Tender is the Night
How we cite our quotes:
He stayed in the big room a long time listening to the buzz of the electric clock, listening to time (2.12.20).
This is a nice moment, if you are interested in time. What is does it mean that Dick is listening to time? Is he running against the clock? Is he trying to stay "in time." Moments before this, he was thinking that "[h]is work [has become] confused with Nicole’s problems," and that all her money makes his work seem insignificant. If he can understand time, perhaps he can find the time to work again. An enigmatic passage, but it highlights the importance of time to the novel.
"Do you mind if I pull down the curtain?"

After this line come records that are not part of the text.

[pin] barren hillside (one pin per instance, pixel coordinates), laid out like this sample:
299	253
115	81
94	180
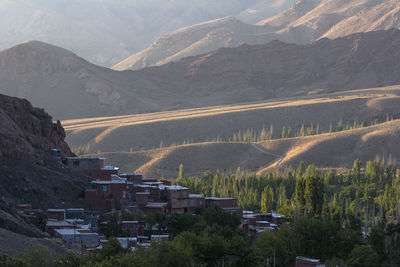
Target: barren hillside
331	150
302	23
146	131
70	87
105	32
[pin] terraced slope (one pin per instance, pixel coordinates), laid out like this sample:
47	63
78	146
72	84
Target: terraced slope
70	87
146	131
303	23
331	150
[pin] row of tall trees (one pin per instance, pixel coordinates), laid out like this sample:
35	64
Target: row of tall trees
368	194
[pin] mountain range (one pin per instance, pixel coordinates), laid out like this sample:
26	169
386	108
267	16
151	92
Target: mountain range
104	32
70	87
304	22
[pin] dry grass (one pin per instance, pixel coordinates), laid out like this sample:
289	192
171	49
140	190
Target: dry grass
327	151
146	131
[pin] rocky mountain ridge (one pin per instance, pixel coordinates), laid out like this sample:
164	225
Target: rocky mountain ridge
304	22
224	76
25	130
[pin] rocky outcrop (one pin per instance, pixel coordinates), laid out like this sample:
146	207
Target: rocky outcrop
26	131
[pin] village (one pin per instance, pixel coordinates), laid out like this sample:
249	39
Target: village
114	195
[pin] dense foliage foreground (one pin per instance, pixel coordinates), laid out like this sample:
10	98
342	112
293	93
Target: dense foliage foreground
340	219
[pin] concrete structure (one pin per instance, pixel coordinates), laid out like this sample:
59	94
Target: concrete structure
196	203
56	214
105	194
307	262
177	197
127	242
135	178
132	227
91	166
156	207
75	213
78	236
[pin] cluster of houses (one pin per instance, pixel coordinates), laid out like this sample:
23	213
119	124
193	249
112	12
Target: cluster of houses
113	193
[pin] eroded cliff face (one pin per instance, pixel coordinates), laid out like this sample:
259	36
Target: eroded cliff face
25	131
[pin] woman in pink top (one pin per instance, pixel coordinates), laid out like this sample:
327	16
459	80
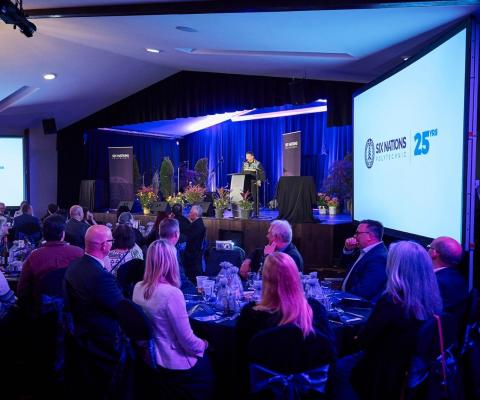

"Please do. It’s too light in here" (1.21.18-19).
This one is interesting because it shows that Dick going back in someone else’s time – Rosemary’s to be exact. When Collis Clay tells Dick that story about Rosemary and another guy in a train compartment, Dick becomes even more passionate about her. He keeps imagining her experience several years before.
In a day or two Dick would try to banish the ghost of Rosemary before it became walled up with them, but for the moment he had no force to do it (2.11.54).
The word would is interesting here. It reminds us that the novel (except for some of Nicole’s section) is written in the past tense. Even though it seems like there is a definite past and a definite present in the novel, the whole thing takes place in the past. Everything is already known to the narrator, including what Dick will do in the future.